My question is about Carlos Marmol. What is his major malfunction? Is he tipping his pitches or is it just mental? Then again it could be mechanics. Is Rothschild spending any extra time with Marmol? -- David, Olive Branch, Miss.
The Cubs looked at video of Marmol and decided he wasn't tipping his pitches. I believe it is as Yogi Berra might say -- 50 percent mental, 50 percent fatigue and 50 percent extreme nervousness in crucial situations. I haven't seen Rothschild spend any extra time with Marmol, but I don't follow him around much anymore, at least not since he asked for that restraining order on me.
Is there any reason other than salary that Jason Marquis will apparently be the fifth starter over Sean Marshall? Marshall had one of the best starts by a Cub this year in St. Louis and Marquis has been a 5.00 ERA pitcher for the last few years. -- Joe B., Oxford, Conn.
Marquis has pitched well in the last 10 starts, with only a couple of clunkers. He deserves the benefit of the doubt, and if he starts struggling like he has the last couple of years in the second half, he'll no doubt make way for Marshall. Give Marquis a chance before rushing to judgment.

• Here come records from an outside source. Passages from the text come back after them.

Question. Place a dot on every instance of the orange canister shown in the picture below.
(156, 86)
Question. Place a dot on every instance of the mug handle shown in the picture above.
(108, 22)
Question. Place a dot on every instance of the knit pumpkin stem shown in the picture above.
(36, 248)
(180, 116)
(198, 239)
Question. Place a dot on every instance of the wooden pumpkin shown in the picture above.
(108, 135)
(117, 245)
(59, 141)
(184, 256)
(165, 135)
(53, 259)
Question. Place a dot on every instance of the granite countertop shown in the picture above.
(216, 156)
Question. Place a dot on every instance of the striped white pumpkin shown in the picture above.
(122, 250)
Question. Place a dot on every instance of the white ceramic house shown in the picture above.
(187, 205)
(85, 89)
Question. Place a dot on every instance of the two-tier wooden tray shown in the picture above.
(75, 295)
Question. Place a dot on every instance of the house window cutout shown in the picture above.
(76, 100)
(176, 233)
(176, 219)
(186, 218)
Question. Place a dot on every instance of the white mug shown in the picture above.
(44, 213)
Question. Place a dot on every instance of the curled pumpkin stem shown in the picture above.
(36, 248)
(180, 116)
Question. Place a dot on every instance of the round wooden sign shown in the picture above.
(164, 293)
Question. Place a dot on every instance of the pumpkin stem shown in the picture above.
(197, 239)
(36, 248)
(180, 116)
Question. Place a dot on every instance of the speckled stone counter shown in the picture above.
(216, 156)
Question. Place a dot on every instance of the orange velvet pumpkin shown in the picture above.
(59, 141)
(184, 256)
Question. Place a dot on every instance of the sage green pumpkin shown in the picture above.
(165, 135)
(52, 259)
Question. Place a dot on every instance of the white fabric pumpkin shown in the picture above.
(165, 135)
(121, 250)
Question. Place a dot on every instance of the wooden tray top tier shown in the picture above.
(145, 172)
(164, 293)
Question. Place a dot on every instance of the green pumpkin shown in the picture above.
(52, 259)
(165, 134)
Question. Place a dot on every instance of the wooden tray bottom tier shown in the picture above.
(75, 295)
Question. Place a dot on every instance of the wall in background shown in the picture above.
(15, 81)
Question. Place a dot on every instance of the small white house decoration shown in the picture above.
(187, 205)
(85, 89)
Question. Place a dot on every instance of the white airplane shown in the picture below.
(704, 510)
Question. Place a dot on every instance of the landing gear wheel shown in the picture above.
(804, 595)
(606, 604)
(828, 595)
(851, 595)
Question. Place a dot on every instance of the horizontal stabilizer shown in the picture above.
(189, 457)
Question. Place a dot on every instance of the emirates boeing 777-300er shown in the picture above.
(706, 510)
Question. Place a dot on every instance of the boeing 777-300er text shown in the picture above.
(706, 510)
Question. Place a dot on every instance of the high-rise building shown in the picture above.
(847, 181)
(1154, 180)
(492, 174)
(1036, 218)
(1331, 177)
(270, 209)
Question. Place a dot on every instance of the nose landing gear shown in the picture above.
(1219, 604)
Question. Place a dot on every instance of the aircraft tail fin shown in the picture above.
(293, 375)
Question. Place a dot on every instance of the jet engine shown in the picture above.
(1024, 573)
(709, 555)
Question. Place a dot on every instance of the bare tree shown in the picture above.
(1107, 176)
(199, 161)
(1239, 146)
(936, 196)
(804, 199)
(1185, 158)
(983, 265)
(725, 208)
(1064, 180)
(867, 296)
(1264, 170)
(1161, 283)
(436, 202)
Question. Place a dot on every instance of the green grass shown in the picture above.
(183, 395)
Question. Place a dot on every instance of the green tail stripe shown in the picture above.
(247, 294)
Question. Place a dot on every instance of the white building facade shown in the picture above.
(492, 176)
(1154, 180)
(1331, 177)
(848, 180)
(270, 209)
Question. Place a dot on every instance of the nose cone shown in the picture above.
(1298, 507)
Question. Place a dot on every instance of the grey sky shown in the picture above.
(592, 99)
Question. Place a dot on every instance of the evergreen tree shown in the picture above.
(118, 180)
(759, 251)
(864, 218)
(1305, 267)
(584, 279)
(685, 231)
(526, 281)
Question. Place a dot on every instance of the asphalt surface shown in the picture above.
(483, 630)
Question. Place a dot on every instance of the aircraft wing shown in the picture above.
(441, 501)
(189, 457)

Hey Paul, are the Cubs better with Fukudome leading off or has he (or the Cubs) had any appreciable difference? I seem to remember the Cubs working counts a lot more earlier in the season and now they seem less disciplined. Could the Fukudome factor be wearing off? -- Han Paik, Westwood, Mass.
I think the expiration date on the Fukudome factor was June 18. He needs to start hitting and taking his walks, or Lou must consider using DeRosa in right and having Fukudome come off the bench. It seems like the league caught up to Fukudome pretty quickly, and now it's up to him to adjust. Not talking to the Japanese media is not the answer, though the Cubs believe he needs a break from their daily questioning so he can relax more. They only talk to him for a few minutes, so it's far-fetched to think it's a hardship.
Paul, This Cubs team seems to have all the ingredients to be a great team. When was the last time the Cubs had this much talent? I'm guessing it was during the late 1960s and early 1970s. What do you think? -- D. Maddox, Warm Springs, Ga.
I think they had just as much talent in 2004, with a rotation of Prior, Zambrano, Wood and Maddux, and guys like Garciaparra, Alou, Sosa, and Barrett when he was still a promising catcher. The biggest difference was that team couldn't stay focused, complaining about the announcers, the umpires, the media and just about anything else you could name. They blew a playoff spot in the final week of the season, but probably had enough talent to go to the World Series against Boston. The '04 Cubs are the iPod generation's version of the '69 Cubs.
Paul - After the Saturday game vs. the Giants, Lou suggested at the press conference that he was going to pitch you next time he needed an arm in the bullpen. Can you pitch back-to-back days and do you see yourself as more of a short or long-inning reliever? -- Pdizzle, Chicago
I see myself as a short reliever (Insert your own punch line here). I can pitch in back-to-back games as soon as my blister heals.